How badly have the Democrats bungled against Rush Limbaugh this past week?  They provided him an opening to look less partisan than themselves, and he’s taken it with both hands.  While Nancy Pelosi refused to negotiate with her Republican counterparts and stuffed the stimulus bill with Democratic power-building pork, Limbaugh offers a rather common-sense compromise that acknowledges Democratic gains and gives both tax-cutting and public-works approaches a chance to compete:

Rasmussen finds that 59% fear that Congress and the president will increase government spending too much. Only 17% worry they will cut taxes too much. Since the American people are not certain that the Obama stimulus plan is the way to go, it seems to me there’s an opportunity for genuine compromise. At the same time, we can garner evidence on how to deal with future recessions, so every occurrence will no longer become a matter of partisan debate. …

Fifty-three percent of American voters voted for Barack Obama; 46% voted for John McCain, and 1% voted for wackos. Give that 1% to President Obama. Let’s say the vote was 54% to 46%. As a way to bring the country together and at the same time determine the most effective way to deal with recessions, under the Obama-Limbaugh Stimulus Plan of 2009: 54% of the $900 billion — $486 billion — will be spent on infrastructure and pork as defined by Mr. Obama and the Democrats; 46% — $414 billion — will be directed toward tax cuts, as determined by me.

Then we compare. We see which stimulus actually works. This is bipartisanship! It would satisfy the American people’s wishes, as polls currently note; and it would also serve as a measurable test as to which approach best stimulates job growth.

I’m not sure I’d support this approach, either, but it’s a lot better than what Democrats rammed through Congress last night.  The problems with the stimulus are that it’s simply too much money to spend and that the vast majority of it does nothing to stimulate the economy in the short run, which is what a “stimulus” bill should do.  The recession will be over by the time the federal government can possibly spend most of this money, and the commitment will drag on the private sector for years to come.  We need to lop off about $700 billion as a start and focus only on spending and tax incentives for investment that can occur in 2009.

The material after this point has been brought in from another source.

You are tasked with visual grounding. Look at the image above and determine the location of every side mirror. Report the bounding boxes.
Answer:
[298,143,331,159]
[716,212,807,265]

However, as a compromise, it’s actually a pretty good plan.  Why not try both?  I’d even call it 60/40, roughly the split between Democrats and Republicans in both chambers of Congress, just to make it a little easier to calculate.  We could then set up metrics to determine which approach gets capital flowing into the markets more quickly, which will create or salvage the jobs that Americans need to stabilize the economy.

That’s certainly a lot more reasonable than anything heard from Nancy Pelosi or Barack Obama during the stimulus bill debate.  Limbaugh offers compromise, where Pelosi offers silence and Obama sniffs, “I won!”  Remind me again — who are the hyperpartisans here?